The merge function of the pandas library is used to merge (integrate) two data frames based on a specific column. Using the merge function, you can combine data frames based on common columns between them.

>>> df_A_B = pd.DataFrame({'Sales Month': ['January', 'February', 'March', 'April'],
                       'Product A': [100, 150, 200, 130],
                       'Product B': [90, 110, 140, 170]})

>>> df_C_D = pd.DataFrame({'Sales Month': ['January', 'February', 'March', 'April'],
                       'Product C': [112, 141, 203, 134],
                       'Product D': [90, 110, 140, 170]})

df_A_B

Sales Month Product A Product B
0 January 100 90
1 February 150 110
2 March 200 140
3 April 130 170

df_C_D

Sales Month Product C Product D
0 January 112 90
1 February 141 110
2 March 203 140
3 April 134 170

Use merge to merge the two data frames based on the ‘Sales Month’ column. As a result, the two data frames are combined based on the ‘Sales Month’ column, and the data is organized around the common columns.

>>> df_A_B.merge(df_C_D)
Sales Month Product A Product B Product C Product D
0 January 100 90 112 90
1 February 150 110 141 110
2 March 200 140 203 140
3 April 130 170 134 170

Let’s implement four different ways to combine two data frames using the merge method.
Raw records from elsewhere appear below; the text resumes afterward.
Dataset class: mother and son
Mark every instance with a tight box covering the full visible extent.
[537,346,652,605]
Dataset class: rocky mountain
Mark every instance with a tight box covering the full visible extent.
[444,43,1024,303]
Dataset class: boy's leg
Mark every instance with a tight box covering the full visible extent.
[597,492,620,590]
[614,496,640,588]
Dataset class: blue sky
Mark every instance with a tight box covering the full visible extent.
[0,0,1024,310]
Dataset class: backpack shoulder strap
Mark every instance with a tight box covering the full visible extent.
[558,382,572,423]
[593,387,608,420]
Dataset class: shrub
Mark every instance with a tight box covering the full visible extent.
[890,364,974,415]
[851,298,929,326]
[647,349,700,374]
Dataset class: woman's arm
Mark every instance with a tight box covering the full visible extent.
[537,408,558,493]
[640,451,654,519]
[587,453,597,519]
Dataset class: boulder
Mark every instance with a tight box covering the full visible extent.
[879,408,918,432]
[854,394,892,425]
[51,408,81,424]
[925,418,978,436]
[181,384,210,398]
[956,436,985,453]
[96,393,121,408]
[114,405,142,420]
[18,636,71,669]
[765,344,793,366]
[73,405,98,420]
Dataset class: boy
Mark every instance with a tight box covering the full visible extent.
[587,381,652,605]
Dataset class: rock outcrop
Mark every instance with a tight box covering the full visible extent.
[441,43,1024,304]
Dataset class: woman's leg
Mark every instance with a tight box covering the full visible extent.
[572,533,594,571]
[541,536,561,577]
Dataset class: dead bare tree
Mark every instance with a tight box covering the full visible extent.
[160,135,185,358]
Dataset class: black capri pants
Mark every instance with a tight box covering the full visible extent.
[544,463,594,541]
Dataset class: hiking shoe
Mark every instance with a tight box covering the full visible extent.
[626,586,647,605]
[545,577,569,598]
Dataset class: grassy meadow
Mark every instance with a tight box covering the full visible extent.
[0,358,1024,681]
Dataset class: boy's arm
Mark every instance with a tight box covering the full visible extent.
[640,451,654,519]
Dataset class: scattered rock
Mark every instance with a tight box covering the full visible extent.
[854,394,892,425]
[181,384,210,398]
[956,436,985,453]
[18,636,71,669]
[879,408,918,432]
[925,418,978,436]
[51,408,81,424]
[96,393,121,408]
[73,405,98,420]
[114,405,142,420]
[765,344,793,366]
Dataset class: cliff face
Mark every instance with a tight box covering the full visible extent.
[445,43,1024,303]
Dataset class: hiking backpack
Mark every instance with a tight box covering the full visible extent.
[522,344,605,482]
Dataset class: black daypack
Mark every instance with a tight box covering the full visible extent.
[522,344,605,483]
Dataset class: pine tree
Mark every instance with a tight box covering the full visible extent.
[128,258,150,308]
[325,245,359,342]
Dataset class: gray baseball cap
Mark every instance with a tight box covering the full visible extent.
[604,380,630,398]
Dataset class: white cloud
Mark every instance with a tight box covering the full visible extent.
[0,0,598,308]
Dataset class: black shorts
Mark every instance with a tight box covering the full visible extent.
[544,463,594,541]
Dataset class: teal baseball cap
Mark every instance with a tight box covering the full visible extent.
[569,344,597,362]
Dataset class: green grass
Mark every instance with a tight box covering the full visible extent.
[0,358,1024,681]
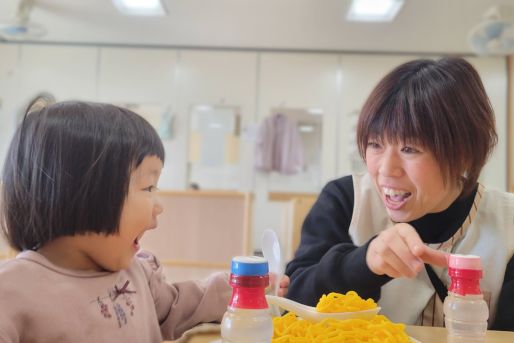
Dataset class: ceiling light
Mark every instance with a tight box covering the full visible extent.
[112,0,166,16]
[346,0,404,21]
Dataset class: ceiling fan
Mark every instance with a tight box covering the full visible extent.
[468,5,514,55]
[0,0,46,41]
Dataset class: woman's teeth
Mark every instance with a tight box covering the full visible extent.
[383,187,411,201]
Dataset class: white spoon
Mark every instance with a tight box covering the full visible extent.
[261,229,284,316]
[266,295,380,322]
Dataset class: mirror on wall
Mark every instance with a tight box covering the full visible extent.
[262,107,323,193]
[188,105,241,190]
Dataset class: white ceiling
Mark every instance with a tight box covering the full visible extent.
[0,0,513,53]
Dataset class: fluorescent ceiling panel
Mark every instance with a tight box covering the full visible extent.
[346,0,404,21]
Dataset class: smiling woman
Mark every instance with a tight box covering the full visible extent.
[286,58,514,330]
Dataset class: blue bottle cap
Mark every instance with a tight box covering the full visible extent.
[231,256,268,276]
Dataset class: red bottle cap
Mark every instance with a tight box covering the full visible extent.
[448,254,482,295]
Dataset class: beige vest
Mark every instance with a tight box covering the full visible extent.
[349,173,514,326]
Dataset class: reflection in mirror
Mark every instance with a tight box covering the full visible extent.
[268,108,323,193]
[188,105,241,190]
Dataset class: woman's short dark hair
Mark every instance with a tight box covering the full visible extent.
[0,102,164,251]
[357,57,498,194]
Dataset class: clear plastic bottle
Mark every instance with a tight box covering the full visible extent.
[444,254,489,343]
[221,256,273,343]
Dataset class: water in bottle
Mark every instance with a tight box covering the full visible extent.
[444,254,489,343]
[221,256,273,343]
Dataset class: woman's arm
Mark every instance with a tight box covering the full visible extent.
[491,256,514,331]
[286,176,390,305]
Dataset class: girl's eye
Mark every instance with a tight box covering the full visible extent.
[368,141,380,149]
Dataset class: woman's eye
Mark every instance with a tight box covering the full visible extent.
[368,142,380,149]
[402,146,420,154]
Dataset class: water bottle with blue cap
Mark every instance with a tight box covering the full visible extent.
[221,256,273,343]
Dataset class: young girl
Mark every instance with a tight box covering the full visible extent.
[0,102,287,342]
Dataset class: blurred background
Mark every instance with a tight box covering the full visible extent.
[0,0,514,277]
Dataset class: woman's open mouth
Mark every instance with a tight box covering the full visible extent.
[382,187,412,210]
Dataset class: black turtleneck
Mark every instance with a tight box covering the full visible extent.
[286,176,514,331]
>>> df_left = pd.DataFrame({'key':['A','B','C'], 'left': [1, 2, 3]})
>>> df_right = pd.DataFrame({'key':['A','B','D'], 'right': [4, 5, 6]})

1.

>>> df_left.merge(df_right, how='left', on = 'key')
key left right
0 A 1 4.0
1 B 2 5.0
2 C 3 NaN

Left join df_left and df_right based on the ‘key’ column. A left join keeps all rows from the left data frame (df_left) and adds rows from the right data frame (df_right) that have a matching key value. If a matching key value is not present in the right data frame, it is filled with NaN.

2.

>>> df_left.merge(df_right, how='right', on = 'key')
key left right
0 A 1.0 4
1 B 2.0 5
2 D NaN 6

Right join df_left and df_right based on the ‘key’ column. A right join keeps all rows from the right data frame (df_right) and adds rows from the left data frame (df_left) that have a matching key value. If a matching key value is not present in the left data frame, it is filled with NaN.

3.

>>> df_left.merge(df_right, how='outer', on = 'key')
key left right
0 A 1.0 4.0
1 B 2.0 5.0
2 D 3.0 NaN
3 D NaN 6.0

Outer join df_left and df_right based on the ‘key’ column. An outer join includes all rows from both data frames, filling with NaN where a match is only present in one of the data frames.

4.

>>> df_left.merge(df_right, how='inner', on = 'key')
key left right
0 A 1 4
1 B 2 5

Inner join df_left and df_right based on the ‘key’ column. An inner join includes only rows that are common to both data frames. That is, it combines rows from both data frames that have the same ‘key’ value.